We notice that a hybrid model can be applied by using a combination of two or all discussed models.

2.3.4 Objective level

Generally, the routing protocols are designed to achieve the application goals. Some sensor applications only require the successful delivery of messages between a source and a destination. While other applications require more guarantees in terms of real-time message delivery, network lifetime maximization or ensuring QoS commu-nication. The objective level of routing protocols impacts directly how the next hop will be chosen. In most protocols for WSNs, the next hop selection is a trade-off between different parameters to satisfy different objectives.
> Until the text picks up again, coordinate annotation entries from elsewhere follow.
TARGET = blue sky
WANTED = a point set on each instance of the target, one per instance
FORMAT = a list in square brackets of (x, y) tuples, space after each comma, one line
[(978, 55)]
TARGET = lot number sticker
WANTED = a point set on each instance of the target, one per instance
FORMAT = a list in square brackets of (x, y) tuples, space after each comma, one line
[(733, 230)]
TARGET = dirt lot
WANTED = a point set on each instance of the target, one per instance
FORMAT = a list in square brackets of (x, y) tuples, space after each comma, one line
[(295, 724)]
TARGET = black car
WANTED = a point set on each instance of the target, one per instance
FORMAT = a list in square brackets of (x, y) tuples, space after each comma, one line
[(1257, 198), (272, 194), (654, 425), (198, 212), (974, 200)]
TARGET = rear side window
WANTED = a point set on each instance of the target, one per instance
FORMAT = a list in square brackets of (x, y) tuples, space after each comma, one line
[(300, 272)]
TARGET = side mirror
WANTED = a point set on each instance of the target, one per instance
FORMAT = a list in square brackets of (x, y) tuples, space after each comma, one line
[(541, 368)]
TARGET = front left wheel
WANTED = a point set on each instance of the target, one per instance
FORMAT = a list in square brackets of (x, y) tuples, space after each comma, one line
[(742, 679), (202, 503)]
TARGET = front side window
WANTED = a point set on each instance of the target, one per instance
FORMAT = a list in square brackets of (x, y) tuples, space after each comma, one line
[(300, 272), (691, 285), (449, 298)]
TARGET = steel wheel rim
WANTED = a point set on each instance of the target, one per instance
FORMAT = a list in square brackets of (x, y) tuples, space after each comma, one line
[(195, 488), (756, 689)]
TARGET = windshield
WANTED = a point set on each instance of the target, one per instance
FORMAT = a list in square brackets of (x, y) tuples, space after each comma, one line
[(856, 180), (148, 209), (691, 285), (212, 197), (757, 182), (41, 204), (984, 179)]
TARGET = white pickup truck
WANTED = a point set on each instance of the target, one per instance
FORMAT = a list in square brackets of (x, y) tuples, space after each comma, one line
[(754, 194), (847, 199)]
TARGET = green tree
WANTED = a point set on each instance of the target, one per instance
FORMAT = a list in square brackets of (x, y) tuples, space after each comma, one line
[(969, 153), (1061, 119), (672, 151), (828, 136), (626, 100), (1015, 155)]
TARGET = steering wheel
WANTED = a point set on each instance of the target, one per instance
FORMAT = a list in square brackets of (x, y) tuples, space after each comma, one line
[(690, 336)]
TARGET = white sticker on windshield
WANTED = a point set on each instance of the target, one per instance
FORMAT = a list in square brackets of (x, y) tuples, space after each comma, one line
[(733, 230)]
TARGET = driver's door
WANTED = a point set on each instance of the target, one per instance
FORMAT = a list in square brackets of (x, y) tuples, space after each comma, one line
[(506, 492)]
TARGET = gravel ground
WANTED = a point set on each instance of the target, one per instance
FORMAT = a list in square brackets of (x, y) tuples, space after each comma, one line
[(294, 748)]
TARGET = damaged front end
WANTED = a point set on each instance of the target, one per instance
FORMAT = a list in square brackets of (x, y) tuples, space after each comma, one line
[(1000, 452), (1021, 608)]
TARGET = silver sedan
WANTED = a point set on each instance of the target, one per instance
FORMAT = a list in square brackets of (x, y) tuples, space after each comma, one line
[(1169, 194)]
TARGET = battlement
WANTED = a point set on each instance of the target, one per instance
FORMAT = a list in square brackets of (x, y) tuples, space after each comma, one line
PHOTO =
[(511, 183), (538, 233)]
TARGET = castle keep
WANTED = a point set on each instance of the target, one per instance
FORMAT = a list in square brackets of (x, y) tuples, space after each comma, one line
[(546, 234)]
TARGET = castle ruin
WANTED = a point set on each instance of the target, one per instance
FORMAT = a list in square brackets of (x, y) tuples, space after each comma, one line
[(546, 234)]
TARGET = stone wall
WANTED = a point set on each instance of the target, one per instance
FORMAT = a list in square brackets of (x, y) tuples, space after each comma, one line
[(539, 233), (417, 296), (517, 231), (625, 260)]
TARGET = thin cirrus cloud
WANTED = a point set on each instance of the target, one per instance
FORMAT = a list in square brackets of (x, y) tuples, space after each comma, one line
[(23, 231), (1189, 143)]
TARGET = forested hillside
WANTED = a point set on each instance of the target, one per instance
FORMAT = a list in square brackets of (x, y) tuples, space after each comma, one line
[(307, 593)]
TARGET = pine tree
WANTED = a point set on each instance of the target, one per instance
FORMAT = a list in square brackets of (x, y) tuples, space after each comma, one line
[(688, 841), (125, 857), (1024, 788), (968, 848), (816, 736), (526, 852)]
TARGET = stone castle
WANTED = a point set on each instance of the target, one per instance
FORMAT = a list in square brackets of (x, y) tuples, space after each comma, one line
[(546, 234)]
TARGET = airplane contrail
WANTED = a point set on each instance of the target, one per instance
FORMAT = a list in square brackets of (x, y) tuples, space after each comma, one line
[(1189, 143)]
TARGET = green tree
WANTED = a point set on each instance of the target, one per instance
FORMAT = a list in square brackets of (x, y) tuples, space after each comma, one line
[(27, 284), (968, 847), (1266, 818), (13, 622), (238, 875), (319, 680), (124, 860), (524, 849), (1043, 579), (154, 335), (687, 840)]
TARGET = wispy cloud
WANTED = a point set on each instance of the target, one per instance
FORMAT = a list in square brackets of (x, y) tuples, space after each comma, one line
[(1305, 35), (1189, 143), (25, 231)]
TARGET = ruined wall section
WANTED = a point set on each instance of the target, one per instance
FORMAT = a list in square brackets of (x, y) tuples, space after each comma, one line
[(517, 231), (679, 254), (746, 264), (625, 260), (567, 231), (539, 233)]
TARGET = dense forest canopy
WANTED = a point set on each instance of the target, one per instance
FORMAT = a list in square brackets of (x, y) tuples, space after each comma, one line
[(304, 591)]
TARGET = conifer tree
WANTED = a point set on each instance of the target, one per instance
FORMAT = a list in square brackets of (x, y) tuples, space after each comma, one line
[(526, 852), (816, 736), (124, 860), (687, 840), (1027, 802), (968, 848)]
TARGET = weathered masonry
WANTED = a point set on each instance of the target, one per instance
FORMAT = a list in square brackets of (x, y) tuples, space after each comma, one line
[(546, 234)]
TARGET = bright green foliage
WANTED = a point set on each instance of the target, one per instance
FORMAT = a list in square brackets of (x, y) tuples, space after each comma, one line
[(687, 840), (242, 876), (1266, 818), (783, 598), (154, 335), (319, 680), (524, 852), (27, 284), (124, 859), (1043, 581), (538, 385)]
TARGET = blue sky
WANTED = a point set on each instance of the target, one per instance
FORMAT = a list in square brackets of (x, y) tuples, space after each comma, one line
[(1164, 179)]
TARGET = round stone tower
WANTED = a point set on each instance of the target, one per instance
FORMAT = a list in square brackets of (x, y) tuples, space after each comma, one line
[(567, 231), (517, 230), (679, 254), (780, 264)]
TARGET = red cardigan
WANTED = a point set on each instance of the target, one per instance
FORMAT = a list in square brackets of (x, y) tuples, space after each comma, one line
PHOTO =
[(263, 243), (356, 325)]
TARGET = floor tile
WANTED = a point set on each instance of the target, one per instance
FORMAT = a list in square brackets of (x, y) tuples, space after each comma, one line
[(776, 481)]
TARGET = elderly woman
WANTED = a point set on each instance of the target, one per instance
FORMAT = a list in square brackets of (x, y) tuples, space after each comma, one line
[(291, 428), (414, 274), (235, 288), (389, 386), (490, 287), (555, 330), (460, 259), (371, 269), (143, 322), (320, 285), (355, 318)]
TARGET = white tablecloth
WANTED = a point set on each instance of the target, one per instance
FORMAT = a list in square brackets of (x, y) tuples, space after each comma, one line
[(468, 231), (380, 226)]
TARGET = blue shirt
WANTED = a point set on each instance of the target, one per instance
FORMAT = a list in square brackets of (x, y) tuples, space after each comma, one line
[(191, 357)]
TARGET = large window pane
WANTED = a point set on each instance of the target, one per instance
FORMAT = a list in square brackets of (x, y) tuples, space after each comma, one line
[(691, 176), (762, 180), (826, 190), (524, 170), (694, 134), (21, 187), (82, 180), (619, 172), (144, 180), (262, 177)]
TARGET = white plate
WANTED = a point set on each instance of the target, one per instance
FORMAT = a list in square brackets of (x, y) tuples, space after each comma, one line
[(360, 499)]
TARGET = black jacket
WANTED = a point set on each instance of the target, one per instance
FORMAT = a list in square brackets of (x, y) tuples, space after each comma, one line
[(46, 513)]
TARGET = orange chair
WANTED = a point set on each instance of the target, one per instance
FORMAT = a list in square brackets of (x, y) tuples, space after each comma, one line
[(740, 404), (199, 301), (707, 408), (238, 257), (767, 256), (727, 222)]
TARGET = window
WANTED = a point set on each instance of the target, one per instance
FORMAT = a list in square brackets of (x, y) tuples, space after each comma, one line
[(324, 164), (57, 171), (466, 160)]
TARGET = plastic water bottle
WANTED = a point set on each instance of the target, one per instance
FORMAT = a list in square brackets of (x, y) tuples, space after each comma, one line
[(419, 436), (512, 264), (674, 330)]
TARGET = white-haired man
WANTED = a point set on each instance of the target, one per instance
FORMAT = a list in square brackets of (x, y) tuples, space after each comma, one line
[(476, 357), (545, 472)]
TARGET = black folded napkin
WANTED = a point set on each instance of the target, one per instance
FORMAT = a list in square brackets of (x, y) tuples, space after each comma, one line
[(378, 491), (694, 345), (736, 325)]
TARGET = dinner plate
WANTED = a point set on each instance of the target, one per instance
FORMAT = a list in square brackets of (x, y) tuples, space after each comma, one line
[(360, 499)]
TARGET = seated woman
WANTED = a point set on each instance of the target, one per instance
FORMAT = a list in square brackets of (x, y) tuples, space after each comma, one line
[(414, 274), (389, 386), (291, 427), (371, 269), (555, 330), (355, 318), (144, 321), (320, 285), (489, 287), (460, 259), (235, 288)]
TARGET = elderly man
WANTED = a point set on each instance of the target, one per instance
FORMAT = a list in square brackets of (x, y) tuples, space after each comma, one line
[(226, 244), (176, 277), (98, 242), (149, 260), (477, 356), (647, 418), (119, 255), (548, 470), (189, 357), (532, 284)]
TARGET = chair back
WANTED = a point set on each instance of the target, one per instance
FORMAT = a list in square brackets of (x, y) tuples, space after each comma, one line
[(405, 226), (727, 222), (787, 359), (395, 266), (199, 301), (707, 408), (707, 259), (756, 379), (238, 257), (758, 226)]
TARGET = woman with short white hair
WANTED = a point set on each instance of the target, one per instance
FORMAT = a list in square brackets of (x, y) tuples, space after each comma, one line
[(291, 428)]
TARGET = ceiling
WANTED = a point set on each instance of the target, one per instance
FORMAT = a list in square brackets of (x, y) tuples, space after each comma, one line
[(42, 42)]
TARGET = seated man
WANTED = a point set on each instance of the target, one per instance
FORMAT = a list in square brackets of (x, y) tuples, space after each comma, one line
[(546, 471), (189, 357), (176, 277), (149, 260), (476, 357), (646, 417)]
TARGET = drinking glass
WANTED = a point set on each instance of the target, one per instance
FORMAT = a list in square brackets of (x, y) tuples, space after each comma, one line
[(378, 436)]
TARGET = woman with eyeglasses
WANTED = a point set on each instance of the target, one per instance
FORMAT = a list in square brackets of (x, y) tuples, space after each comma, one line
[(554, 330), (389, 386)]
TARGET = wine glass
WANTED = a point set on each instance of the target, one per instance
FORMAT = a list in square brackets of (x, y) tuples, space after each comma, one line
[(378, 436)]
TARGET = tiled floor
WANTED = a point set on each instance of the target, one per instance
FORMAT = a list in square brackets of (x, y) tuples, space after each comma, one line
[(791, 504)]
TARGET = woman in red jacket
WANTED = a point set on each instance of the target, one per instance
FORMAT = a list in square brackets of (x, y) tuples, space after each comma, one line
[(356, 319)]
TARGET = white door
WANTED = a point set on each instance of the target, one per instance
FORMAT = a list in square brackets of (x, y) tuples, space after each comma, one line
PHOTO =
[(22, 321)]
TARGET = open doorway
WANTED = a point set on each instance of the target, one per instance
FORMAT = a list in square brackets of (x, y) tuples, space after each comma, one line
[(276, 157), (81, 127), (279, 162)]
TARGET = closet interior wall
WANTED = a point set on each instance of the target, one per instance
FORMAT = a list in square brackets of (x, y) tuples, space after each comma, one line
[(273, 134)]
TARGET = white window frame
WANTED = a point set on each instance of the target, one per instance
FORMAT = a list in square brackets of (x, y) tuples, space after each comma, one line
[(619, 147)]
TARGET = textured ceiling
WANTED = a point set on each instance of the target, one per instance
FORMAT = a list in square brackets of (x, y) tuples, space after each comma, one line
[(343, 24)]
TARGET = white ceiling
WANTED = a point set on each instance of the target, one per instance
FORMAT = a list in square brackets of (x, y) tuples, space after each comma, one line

In the following, we discuss the main objectives associated to routing protocols.

– Network lifetime: The routing protocols with the aim of maximizing the

net-work lifetime must ensure a total exploitation of sensor nodes as long as possible. To do so, the protocols try to balance the energy consumption equally among nodes considering their residual energy levels. Hence, the next hop selection must be a compromise of energy consumption with other metrics.

– Scalability: Some applications need the deployment of a large number of nodes

which can reach more than thousands nodes. In such case, the routing protocol must be able to work with this huge number of sensor nodes and to respond quickly and reliably to events in the environment. In addition, the routing protocols should be able to work correctly when the number of nodes in the network is increased.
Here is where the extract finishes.